De acordo com Cherman, os resultados do setor foram até os melhores do que as projeções do Itaú para o setor. “Esse teste mostrou que, por enquanto, nosso modelo continua válido e não sofreu influência significativa do mercado de aposta.”

O relatório do Santander publicou comparava a situação dos varejistas com os sites de aposta: a participação do varejo nos gastos das famílias caiu de um pico de 63% em 2021 para 57% em 2023; Ao mesmo tempo, as apostas passaram de 0,8% da renda familiar em 2018 para algo entre 1,9% e 2,7% em 2023.

O saldo negativo deixado pelas apostas representa 0,2% do PIB brasileiro em 2023, 0,3% do consumo total e 1,9% da massa salarial, pondera o Itaú.

O presidente do Instituto Brasileiro de Jogo Legal, Magno José, afirma que os valores envolvidos no mercado de apostas brasileiras são ainda maiores. “Uma análise do balanço de pagamentos não considera o que circula no mercado interno e também desconsidera o jogo irregular.”

As apostas já movimentam R$ 110 bilhões ao ano no Brasil, com as casas de apostas faturando cerca de R$ 14 bilhões no ano, segundo dados da ANJL (Associação Nacional de Jogos e Loterias).

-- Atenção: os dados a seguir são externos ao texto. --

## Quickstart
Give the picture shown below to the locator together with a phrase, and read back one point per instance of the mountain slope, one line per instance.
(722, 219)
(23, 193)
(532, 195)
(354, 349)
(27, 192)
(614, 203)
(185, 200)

A popularidade das apostas disparou após “as propagandas às claras das casas de apostas durante a última Copa do Mundo em 2022”, diz o professor do Instituto de Psicologia do Hospital das Clínicas da USP Hermano Tavares.

Um dos argumentos do governo para regular o mercado de apostas é tributar corretamente o setor, o que limitava o amplo investimento do setor em publicidade. Hoje, ainda não há estimativas oficiais do tamanho desse negócio.

O Ministério da Fazenda afirma ter dificuldade para “precisar o valor exato a ser arrecadado com a abertura deste mercado, pois não existem informações oficiais a respeito do volume de apostas atualmente realizadas no Brasil, uma vez que o mercado não era regulamentado.”

Além disso, o cálculo depende da regulamentação da reforma tributária, que, por enquanto, deixa as apostas de fora do imposto seletivo, mais conhecido como imposto do pecado, que sobretaxa atividades que geram risco à saúde.

“Nosso estudo, foi uma tentativa de dimensionar o mercado de apostas, um negócio sobre o que quase não há dados”, diz Cherman.